My Girl Child was melting down. It was 8am, the Wednesday after a 4-day weekend. Predictably, with so many days off school we had lost a piece of paper. One she was supposed to have signed by a parent and return to school. I’d signed it on Friday. But you know, that was 5 days ago. Things happen.
Hence, the meltdown. The missing parent signature meant she would “lose a point” today. Losing a point doesn’t mean losing recess or other privileges; and it doesn’t hurt her grade. It’s just a point, based on behavior and generally having your act together, and my kid is THAT KID who gets a full 5 points literally every day. This was a humiliation she could not abide, and she was not just losing a point–she was royally losing her shit.
I appreciate her work ethic and responsibility, but this was nuts. As she was freaking out and I was looking for the paper, I kept telling her this: “you do not have to be perfect every day.” And after I said it out loud about 3 times, I asked myself, where does the GET this?
And before I articulated the thought entirely, I looked in the mirror.
I just bought makeup that literally says on the bottle “Stay Perfect.” From there, I went down a rabbit hole.
I don’t just buy the bottle, I wear it. (Shifting to metaphor now, stick with me).
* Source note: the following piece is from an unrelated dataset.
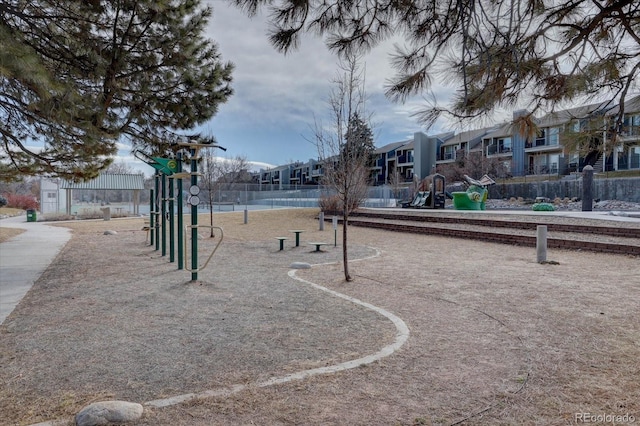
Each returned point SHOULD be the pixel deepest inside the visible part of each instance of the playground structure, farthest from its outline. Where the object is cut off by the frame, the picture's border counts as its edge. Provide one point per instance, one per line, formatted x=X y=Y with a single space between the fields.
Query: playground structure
x=162 y=204
x=475 y=197
x=431 y=194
I drink it. I carry it with me to the gym, and if I’m being real, into every little corner of my life. I channel that same angst, looking for perfection in myself. How might I subliminally transmit that expectation to my daughter? Actually–if we’re being really real– to my son as well. Especially when it comes to anything academic, anything less than 100% is not acceptable to him. Even on a practice test the other day, he was totally wigging about a couple of missed questions. On a practice test! I told him “practice” was the operative word.
Tell me I am not the only one feeling this crunch. There is no permission to lean into a learning curve any more. To step into creative mess and mystery; to sit still with what’s broken in a way that might transform it. The memo, however subconscious, that shapes our days is all perfect, all the time; do it right or don’t bother. Oh, and if you’re a woman: do it all, do it right, and look good doing it.
Where did this come from? Is it the fall-out of the digital age, having everything documented, photographed, reported; and open for discussion, comment, and likes? Or maybe it’s the economy talking, with the pressing fear of scarcity and the urgent pace of everything. Or maybe it’s just the climate–political and otherwise– tensions are high, and low-key rage is the undercurrent of everything.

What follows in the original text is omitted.